Sign in to follow this  
matt77hias

Shadow Mapping

Recommended Posts

matt77hias    436

I currently use three structured buffers for each light type (directional, omni and spot) and a constant buffer for light-related data (ambient, fog, number of each light type). In order to support shadow mapping, I want to add three additional structured buffers, one for each light type but now for shadow mapping. The light structures for shadow mapping are pretty much the same: one camera-view-to-light-projection (directional and spot) or camera-view-to-light-view (omni) transformation matrix is added. Furthermore, I added two Texture2D arrays (directional and spot) and one TextureCubeArray (omni) for the shadow maps. That way, all lighting can be done (excl. the generation of the shadow maps) in a single pass and there is no limit on the number of lights each (except the physical limits of the GPU). Furthermore, tiled and clustered shading are quite trivial to add in the future.

I wonder, however, how many shadow maps are typically used? One omni-light already results in the generation of six shadow maps, each resulting from a separate depth pass, which seems huge, even in the presence of some CPU-side culling (for this reason, I don't want to use the GS)? If you are not be carefull with the fall-of distance, the depth passes of a single omni-light can become a bottleneck?
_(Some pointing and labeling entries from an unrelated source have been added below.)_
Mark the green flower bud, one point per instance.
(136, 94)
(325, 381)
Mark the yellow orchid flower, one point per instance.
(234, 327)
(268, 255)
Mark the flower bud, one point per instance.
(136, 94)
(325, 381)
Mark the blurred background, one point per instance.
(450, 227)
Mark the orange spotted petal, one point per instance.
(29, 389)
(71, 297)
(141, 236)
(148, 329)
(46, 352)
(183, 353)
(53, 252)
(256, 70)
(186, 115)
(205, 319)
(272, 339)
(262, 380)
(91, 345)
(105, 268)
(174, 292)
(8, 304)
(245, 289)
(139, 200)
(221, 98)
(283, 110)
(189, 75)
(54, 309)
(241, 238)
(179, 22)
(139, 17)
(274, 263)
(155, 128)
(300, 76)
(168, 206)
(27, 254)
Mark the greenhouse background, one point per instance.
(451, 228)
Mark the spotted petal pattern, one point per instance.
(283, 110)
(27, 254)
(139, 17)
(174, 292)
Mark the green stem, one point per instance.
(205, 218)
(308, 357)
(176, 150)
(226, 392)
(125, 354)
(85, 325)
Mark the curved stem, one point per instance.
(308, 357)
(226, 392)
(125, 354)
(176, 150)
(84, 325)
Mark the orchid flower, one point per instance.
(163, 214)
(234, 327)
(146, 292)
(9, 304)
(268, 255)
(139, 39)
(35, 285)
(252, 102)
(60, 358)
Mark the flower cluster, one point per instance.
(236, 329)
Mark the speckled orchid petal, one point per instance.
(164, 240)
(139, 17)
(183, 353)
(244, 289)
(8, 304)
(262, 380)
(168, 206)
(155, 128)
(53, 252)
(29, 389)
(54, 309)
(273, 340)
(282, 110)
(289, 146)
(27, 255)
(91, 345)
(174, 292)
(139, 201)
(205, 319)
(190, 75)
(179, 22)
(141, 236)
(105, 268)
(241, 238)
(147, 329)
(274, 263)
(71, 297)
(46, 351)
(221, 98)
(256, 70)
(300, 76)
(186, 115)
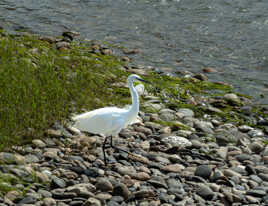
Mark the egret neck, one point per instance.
(134, 109)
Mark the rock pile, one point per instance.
(198, 162)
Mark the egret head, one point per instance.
(134, 77)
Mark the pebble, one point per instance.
(104, 185)
(205, 192)
(195, 160)
(173, 168)
(203, 171)
(38, 143)
(121, 190)
(177, 141)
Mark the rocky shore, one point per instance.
(180, 157)
(210, 163)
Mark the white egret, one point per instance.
(109, 121)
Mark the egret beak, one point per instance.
(142, 80)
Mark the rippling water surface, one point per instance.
(231, 36)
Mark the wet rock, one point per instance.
(232, 98)
(58, 182)
(205, 192)
(231, 173)
(256, 147)
(209, 70)
(263, 176)
(243, 157)
(165, 130)
(142, 176)
(44, 193)
(10, 158)
(104, 185)
(48, 201)
(222, 152)
(255, 133)
(121, 190)
(256, 193)
(203, 171)
(62, 45)
(204, 126)
(245, 128)
(28, 199)
(184, 112)
(201, 77)
(157, 182)
(224, 137)
(30, 158)
(177, 141)
(92, 202)
(167, 115)
(144, 194)
(13, 195)
(173, 168)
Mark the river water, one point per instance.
(231, 36)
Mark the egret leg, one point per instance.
(103, 150)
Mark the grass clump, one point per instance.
(41, 85)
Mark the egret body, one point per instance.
(109, 121)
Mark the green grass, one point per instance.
(41, 85)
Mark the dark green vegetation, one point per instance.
(41, 85)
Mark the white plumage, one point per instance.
(109, 121)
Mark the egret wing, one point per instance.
(99, 121)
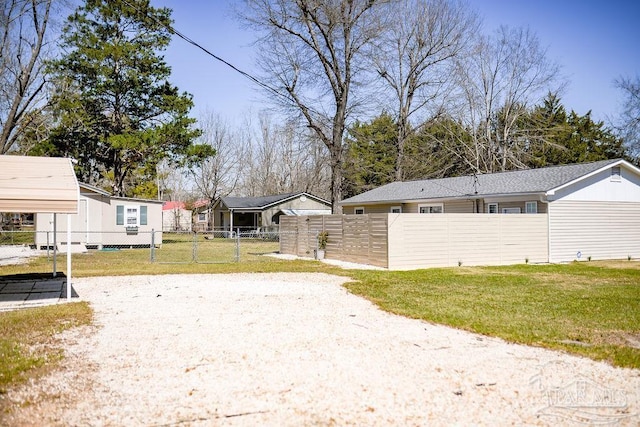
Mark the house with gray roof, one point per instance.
(252, 213)
(592, 209)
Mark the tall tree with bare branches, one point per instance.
(506, 74)
(23, 28)
(414, 60)
(309, 52)
(218, 175)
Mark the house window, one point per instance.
(531, 207)
(131, 215)
(433, 208)
(510, 210)
(615, 174)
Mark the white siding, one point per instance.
(600, 187)
(600, 230)
(421, 241)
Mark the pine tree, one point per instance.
(117, 112)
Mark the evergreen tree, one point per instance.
(118, 115)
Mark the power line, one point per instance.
(184, 37)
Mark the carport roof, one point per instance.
(38, 184)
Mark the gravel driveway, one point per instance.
(298, 349)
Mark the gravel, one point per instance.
(298, 349)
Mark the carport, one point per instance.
(41, 185)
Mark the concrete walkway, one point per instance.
(31, 290)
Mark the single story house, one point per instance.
(591, 208)
(201, 215)
(175, 217)
(106, 221)
(251, 213)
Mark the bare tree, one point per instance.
(630, 118)
(218, 176)
(23, 25)
(506, 74)
(284, 158)
(309, 50)
(414, 60)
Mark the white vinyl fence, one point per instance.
(412, 241)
Does one normally support multiple formats (16bit vs. 32bit) and multiple resolutions?

Edited by matt77hias

Share this post


Link to post
Share on other sites
MJP    19786

I'm not sure what typical numbers would be for games, since I would imagine that it can vary quite a bit depending on the type of game (indoor vs. outdoor) and the target hardware. I can tell you that for the last 2 games that I worked on (The Order: 1886 and Lone Echo) we capped the engine at shadow-casting 1 directional light (with up to 4 cascades) + 16 shadow-casting spot lights. The directional light used 16-bit depth maps, while the spot lights used 32-bit depth maps. The spot lights were cached across frames if nothing changed or if they were lower-priority, so we didn't necessarily re-render the full set every frame. We also fade out the shadow maps into pre-baked shadows as the light gets further away, which gives the illusion of having more than 16 shadow-casting lights. Our artists can pick a resolution per-spotlight using a scale factor, which is just used as a viewport scale when rendering to the depth map. It's also baked into the light's shadow matrix so that it's handled when the shadow map is sampled during the lighting phase. The base resolution of the shadow maps were driven by engine configuration variables, which were hard-coded for The Order but for Lone Echo were tied to user-driven graphics settings in the menu.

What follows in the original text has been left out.